University of Bergen, Norwa and Indiana University, Bloomington, Indiana, USA
Abstract
Wittgenstein discusses interlingual and intersemiotic translation, both in its own right and, more often, as an object of comparison. In his Tractatus Logico-Philosophicus (1922), he puts forth a pictorial view which can be construed in Saussurian terms. This rule-governed notion of translation is, in Wittgenstein's later work, dynamized and based upon the use of signs. Translation is one of the language-games in Philosophical Investigations (1953). Wittgenstein's language-game of translation approaches Peirce's semiosis. Language-games are thirds which, in their nonverbal aspects, also partake of secondness and firstness. The language-game of translation occurs, at least theoretically, in three stages corresponding to the three logical interpretants.

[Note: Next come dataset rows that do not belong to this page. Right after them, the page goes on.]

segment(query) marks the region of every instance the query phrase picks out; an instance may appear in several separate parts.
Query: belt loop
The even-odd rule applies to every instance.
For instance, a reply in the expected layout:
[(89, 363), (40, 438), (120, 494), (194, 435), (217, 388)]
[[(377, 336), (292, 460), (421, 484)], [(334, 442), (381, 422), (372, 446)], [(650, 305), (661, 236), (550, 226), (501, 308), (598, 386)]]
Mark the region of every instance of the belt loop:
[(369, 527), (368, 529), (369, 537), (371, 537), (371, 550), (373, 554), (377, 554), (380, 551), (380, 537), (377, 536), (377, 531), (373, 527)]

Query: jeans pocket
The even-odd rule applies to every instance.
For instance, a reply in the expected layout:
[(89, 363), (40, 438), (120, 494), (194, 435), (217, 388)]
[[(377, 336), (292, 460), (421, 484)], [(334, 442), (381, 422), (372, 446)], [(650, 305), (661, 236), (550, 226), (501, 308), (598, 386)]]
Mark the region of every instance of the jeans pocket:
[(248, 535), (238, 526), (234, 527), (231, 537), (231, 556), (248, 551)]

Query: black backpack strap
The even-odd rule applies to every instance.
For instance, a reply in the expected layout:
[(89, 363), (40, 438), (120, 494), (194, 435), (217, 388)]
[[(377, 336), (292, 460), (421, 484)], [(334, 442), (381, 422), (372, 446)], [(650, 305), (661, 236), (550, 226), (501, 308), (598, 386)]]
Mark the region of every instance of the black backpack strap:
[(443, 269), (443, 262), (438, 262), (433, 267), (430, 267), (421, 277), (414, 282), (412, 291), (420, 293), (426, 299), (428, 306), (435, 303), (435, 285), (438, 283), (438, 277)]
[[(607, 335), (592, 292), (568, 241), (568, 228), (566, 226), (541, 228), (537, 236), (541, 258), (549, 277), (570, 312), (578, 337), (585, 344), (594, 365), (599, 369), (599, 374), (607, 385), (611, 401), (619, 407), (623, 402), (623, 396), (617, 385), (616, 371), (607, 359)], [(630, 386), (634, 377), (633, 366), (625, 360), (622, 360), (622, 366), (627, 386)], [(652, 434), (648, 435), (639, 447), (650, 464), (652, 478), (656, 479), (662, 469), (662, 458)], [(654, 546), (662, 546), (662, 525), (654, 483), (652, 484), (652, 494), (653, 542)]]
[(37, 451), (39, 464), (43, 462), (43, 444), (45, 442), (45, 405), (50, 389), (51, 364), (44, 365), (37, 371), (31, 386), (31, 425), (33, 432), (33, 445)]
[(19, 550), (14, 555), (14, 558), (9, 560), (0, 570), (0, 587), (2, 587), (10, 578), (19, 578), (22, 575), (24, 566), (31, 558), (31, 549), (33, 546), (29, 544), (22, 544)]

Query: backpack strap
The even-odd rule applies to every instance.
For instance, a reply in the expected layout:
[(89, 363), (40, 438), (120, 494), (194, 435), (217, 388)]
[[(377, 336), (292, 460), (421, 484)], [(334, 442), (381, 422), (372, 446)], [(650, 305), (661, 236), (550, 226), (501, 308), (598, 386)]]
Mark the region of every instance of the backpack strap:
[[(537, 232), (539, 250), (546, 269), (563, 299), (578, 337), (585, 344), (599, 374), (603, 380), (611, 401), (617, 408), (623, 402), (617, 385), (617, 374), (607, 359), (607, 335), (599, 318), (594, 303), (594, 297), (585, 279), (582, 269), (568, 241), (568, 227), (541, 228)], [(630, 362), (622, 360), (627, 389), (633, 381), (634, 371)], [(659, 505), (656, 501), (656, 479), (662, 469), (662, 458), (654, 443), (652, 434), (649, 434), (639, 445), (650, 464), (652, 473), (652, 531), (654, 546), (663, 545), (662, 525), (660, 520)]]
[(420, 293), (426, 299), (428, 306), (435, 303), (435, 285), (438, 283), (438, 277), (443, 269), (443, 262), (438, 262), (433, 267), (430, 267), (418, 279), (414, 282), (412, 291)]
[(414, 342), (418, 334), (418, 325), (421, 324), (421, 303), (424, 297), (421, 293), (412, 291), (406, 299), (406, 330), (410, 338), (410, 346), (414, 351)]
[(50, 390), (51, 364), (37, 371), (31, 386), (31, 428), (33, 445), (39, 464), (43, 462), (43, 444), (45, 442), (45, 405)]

One hundred years ago, on 26 April 1889, Ludwig Wittgenstein was born in Vienna, Austria. To commemorate this event, I will in this article look at Wittgenstein's views on translation. Wittgenstein's remarks on this phenomenon, though numerically rather modest, are, as I intend to argue, significant in that they reflect the various stages of his thought. Wittgenstein used them to illustrate and clarify key notions in his language-philosophical thought, such as rule, use, and language-game. The language-game issue will be the pièce de résistance of this discussion. Subsequently, I will venture a 'translation' of Wittgenstein's concepts into the framework of a Peircian semiotics. While there is little likelihood that Wittgenstein and Peirce knew each other's publications, their works reveal remarkably similar views of language. This conceptual connection will add a new dimension to the study of translation. At the same time, it will, it is hoped, broaden and enhance both the Wittgensteinian and the semiotic perspectives.